Petition drive seeks to put convention center proposal on ballot
Denton residents will be hitting the streets with a signature-gathering drive to get another local issue on an election ballot.
This time, the issue involves the sale of bonds to finance a proposed convention center on land near Apogee Stadium.
A local political action committee, Citizens for Sound Growth, met this week and laid out plans to collect the signatures needed to put the measure before voters. The group first formed in the 1990s to defeat a proposition for a half-cent sales tax for economic development.
“We got the old gang together, and some new folks,” said Mike Cochran. “Everybody’s really pumped.”
Cochran, a longtime Denton resident and former City Council member, said the group will file the necessary paperwork for a specific-purpose committee and that Elinor Hughes will serve as campaign treasurer.
The group is focusing on making sure Denton voters have a say about the financing, said Cochran. He helped organize a recent community forum that drew project supporters and skeptics.
State law allows cities to issue certificates of obligation to pay for capital projects when general obligation bonds prove cumbersome.
“They ask us to vote on sewer pipes and parks,” Cochran said, referring to the $98.2 million bond election scheduled for November. “Most of us just want to make sure the process is fair and it goes to a vote.”
It’s unlikely this latest proposition would show up on the already proposition-heavy November ballot. But it could complicate the city’s plans for providing for the building’s construction. The city is already considering bids from contractors.
The committee won’t be gathering signatures under the city charter, as another group of residents did in order to get an initiative banning hydraulic fracturing on the ballot. Instead, the committee’s petition will be circulated under provisions made in state law, similar to the proposition to make Denton wet.
City leaders have said they plan on issuing about $25 million in certificates of obligation to construct and outfit the convention center. The Texas Local Government Code says the city cannot issue the certificates if it is presented with a petition signed by 5 percent of the city’s qualified voters.
In order to block the sale of the certificates, however, the committee has its work cut out.
Organizers for the petition to ban fracking had six months to gather a minimum of about 600 signatures. Organizers for the local option election hired a specialized firm with professional canvassers to gather about 7,000 signatures in about two months’ time.

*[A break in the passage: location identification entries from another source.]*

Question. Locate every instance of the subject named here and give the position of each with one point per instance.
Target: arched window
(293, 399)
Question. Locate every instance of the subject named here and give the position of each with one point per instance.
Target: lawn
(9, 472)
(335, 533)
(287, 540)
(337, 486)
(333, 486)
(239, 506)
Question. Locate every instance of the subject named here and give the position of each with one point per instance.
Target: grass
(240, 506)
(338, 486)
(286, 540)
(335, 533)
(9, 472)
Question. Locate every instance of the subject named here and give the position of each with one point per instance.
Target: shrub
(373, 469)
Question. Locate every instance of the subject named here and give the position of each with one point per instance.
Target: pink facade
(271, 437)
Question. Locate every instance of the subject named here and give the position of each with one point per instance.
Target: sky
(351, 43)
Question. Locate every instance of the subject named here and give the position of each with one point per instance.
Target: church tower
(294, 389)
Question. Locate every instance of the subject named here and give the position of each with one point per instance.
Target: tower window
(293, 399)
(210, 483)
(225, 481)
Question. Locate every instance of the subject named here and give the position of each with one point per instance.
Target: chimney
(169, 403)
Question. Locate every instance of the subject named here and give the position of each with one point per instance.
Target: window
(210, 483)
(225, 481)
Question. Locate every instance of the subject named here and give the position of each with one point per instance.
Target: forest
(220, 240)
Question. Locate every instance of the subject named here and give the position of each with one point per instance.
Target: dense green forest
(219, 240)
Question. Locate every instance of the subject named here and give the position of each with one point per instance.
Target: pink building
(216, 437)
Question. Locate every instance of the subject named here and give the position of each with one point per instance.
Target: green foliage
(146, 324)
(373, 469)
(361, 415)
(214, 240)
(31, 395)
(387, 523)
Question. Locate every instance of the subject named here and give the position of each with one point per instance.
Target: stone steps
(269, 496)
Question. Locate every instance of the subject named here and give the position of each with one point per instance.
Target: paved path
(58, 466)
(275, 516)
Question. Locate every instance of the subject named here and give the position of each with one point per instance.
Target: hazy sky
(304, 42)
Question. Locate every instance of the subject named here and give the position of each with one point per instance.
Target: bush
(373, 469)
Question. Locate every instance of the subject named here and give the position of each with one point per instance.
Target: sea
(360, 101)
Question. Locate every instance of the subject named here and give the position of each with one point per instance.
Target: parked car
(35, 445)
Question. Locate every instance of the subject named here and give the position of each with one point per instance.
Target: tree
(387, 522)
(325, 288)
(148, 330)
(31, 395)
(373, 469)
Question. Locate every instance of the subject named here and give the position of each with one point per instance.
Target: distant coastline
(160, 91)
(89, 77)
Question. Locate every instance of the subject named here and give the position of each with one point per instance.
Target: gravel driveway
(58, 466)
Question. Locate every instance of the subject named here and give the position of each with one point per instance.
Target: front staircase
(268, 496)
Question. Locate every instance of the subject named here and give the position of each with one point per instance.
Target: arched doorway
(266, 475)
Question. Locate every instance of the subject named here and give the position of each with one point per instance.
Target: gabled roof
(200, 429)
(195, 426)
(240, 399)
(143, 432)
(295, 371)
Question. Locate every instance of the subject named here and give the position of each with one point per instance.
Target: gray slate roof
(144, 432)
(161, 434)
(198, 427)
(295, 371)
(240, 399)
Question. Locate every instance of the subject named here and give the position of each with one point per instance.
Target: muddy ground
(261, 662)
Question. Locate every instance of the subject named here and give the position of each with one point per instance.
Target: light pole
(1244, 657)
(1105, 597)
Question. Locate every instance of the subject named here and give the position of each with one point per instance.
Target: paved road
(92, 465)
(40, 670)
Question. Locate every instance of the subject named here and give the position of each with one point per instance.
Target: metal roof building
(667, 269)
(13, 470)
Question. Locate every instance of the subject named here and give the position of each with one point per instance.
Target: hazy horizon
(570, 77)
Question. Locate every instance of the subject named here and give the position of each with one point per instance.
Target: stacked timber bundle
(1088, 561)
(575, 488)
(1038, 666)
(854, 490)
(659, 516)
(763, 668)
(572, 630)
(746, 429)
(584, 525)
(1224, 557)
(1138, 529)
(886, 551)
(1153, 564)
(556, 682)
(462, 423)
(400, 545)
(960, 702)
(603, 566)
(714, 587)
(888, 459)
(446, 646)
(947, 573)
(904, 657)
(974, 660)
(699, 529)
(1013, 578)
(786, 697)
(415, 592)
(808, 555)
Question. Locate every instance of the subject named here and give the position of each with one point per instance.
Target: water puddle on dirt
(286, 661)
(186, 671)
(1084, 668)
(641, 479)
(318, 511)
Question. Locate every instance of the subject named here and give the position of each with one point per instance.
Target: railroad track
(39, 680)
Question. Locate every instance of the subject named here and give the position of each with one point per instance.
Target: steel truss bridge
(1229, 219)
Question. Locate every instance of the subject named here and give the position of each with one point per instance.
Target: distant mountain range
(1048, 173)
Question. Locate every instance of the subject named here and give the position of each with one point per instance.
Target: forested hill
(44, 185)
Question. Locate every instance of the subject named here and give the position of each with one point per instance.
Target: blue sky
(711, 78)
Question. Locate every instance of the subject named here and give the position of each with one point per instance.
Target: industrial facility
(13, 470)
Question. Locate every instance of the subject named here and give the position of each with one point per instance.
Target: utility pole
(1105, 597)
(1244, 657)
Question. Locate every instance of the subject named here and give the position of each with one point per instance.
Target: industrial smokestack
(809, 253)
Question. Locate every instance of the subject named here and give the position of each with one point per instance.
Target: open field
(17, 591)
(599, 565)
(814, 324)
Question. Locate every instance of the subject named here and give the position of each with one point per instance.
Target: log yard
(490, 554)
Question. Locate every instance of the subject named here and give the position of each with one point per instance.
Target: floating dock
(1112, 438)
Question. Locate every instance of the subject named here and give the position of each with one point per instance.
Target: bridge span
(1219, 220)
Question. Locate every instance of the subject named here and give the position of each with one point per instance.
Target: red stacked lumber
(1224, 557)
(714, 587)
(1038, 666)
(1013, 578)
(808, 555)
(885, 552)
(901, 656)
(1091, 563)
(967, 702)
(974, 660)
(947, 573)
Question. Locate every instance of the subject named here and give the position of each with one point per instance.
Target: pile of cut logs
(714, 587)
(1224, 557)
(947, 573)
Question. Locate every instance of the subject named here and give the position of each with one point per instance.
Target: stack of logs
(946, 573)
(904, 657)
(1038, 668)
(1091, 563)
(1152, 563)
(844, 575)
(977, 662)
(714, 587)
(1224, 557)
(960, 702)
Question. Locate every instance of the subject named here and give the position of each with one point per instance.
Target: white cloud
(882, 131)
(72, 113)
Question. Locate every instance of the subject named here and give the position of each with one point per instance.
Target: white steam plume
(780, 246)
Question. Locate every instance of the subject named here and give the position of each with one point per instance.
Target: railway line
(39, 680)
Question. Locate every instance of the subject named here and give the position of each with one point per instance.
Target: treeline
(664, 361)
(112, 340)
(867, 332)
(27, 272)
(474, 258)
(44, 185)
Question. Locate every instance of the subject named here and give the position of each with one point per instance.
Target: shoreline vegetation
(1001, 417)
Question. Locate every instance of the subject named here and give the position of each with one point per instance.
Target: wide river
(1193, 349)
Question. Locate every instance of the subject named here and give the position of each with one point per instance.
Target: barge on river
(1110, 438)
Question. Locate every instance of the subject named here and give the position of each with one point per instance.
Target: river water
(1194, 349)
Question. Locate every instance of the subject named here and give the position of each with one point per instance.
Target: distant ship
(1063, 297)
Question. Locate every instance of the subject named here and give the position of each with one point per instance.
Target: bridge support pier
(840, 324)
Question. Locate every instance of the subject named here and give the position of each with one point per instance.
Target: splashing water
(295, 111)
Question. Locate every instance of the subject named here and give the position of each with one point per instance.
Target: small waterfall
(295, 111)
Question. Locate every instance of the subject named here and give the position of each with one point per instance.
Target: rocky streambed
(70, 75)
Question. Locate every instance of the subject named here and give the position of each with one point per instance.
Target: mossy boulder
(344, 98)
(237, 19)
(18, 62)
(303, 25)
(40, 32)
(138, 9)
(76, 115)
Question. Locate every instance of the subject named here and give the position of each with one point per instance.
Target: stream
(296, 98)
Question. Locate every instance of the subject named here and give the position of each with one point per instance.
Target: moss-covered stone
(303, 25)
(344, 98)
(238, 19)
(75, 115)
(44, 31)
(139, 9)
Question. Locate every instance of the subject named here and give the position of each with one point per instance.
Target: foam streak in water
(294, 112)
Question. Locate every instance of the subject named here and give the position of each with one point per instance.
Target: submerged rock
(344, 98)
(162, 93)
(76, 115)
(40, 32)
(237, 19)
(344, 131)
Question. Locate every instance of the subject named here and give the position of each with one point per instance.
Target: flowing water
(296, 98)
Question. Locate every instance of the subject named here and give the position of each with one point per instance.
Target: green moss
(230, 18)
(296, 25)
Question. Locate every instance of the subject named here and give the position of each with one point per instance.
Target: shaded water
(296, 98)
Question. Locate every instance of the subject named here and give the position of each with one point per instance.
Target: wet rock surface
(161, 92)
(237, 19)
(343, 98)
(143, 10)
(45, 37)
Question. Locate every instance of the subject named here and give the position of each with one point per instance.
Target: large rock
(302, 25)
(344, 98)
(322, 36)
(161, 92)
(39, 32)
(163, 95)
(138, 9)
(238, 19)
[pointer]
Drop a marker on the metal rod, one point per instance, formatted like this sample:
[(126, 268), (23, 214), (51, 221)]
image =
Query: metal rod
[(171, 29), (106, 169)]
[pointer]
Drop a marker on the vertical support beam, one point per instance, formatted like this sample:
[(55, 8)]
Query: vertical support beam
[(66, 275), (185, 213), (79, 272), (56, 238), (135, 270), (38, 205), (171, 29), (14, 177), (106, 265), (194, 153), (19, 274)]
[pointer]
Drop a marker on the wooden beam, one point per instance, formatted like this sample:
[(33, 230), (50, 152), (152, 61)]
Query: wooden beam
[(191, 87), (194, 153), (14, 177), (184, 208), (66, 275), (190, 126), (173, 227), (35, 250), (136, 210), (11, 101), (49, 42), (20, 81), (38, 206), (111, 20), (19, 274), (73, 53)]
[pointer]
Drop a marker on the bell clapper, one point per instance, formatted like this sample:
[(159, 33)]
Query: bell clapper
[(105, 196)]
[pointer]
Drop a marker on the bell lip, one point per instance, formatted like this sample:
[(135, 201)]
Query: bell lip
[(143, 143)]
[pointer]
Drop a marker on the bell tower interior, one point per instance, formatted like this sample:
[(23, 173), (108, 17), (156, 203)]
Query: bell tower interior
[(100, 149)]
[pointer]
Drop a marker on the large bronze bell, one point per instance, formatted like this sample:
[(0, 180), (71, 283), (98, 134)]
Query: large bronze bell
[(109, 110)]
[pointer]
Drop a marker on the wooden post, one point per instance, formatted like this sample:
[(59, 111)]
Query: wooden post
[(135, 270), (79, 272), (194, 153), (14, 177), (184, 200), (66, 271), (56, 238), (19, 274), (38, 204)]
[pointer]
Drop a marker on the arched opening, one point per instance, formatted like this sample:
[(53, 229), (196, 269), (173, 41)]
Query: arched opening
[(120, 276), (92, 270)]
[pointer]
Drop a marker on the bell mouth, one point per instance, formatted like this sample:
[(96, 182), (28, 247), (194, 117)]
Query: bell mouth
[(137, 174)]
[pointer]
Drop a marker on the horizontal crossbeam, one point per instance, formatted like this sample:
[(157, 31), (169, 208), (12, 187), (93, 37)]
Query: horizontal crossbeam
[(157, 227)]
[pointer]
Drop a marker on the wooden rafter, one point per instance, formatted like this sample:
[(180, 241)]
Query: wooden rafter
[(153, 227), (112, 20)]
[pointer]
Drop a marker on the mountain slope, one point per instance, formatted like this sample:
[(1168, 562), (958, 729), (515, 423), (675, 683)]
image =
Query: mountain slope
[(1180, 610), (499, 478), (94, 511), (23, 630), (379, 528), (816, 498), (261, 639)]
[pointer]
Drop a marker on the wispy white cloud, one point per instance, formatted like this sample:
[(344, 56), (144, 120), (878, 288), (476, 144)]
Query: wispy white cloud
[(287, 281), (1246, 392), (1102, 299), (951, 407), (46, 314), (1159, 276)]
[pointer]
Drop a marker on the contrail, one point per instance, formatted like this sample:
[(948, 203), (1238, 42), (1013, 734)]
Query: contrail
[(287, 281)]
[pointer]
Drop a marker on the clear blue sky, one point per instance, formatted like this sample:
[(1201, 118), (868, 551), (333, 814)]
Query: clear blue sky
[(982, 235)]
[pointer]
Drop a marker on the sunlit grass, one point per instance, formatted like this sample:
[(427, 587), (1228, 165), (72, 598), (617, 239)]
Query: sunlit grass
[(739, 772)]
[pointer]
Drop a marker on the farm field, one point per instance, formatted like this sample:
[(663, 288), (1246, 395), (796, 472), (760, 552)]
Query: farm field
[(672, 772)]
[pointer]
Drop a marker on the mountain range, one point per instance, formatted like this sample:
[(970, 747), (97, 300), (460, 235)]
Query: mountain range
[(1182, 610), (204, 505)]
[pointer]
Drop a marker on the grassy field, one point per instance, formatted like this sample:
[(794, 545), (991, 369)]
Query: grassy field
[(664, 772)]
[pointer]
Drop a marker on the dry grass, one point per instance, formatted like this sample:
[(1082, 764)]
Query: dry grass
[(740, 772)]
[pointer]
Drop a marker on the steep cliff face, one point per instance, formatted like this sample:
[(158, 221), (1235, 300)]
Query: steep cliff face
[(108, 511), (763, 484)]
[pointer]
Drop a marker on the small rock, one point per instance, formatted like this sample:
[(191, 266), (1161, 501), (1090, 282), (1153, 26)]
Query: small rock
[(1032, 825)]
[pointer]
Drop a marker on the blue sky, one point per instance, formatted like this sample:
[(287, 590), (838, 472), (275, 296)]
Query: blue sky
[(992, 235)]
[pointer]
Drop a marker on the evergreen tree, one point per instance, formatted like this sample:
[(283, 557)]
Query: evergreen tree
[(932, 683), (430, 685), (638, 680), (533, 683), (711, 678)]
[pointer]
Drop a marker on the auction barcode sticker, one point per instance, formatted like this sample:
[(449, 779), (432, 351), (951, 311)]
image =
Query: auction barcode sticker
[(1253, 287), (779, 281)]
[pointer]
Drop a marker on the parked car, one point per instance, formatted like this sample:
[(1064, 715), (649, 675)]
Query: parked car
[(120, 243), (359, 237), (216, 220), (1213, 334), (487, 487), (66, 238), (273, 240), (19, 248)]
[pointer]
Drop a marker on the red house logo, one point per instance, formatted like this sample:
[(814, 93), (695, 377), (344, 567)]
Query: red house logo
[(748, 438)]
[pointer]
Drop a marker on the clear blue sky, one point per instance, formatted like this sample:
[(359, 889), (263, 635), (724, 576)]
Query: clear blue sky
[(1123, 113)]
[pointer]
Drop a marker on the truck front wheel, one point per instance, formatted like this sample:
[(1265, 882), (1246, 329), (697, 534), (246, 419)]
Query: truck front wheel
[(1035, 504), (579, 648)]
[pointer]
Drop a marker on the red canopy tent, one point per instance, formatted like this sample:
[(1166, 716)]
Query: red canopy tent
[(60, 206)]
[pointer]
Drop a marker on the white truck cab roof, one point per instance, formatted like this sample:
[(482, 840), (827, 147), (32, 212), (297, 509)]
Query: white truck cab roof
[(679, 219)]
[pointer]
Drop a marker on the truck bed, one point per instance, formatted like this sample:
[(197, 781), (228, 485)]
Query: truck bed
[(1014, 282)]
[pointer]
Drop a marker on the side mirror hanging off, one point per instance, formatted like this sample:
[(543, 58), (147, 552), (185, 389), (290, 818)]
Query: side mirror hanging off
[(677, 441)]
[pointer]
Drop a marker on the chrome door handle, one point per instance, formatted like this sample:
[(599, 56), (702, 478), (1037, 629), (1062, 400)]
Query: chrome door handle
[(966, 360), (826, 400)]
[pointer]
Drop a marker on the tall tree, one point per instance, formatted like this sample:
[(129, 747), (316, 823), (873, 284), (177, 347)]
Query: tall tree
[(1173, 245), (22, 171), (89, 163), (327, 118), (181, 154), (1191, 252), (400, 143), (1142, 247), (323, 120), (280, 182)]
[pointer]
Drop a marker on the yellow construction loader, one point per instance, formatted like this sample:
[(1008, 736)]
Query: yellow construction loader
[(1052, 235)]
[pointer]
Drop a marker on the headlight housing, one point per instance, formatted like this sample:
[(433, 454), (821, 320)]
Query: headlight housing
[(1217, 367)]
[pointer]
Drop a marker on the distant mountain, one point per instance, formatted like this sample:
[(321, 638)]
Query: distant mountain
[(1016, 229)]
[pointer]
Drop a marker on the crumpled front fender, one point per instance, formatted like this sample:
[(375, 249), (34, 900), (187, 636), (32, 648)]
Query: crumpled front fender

Citizens for Sound Growth will have to produce about 3,000 signatures in just a few weeks once the city formally announces its intention to issue the certificates. State law requires only that the city publish notices in the newspaper for two consecutive weeks before it can put the certificates out for sale.
Cochran said the group isn’t worried about the time frame, particularly since the city is still reviewing the construction bids. The city had tentatively scheduled the construction contracts for consideration last month but delayed the item.
According to documents obtained in an open records request, the city received six bids ranging from $24.5 million to $31.2 million to build the convention center. Furnishings were not part of the bids.
The Denton Chamber of Commerce sent an email to its members this week, urging them to contact the City Council and lend their support for the project.
The chamber and the Denton Convention and Visitors Bureau have long advocated the project, saying that Denton has lost a significant amount of convention business because it lacks adequate facilities.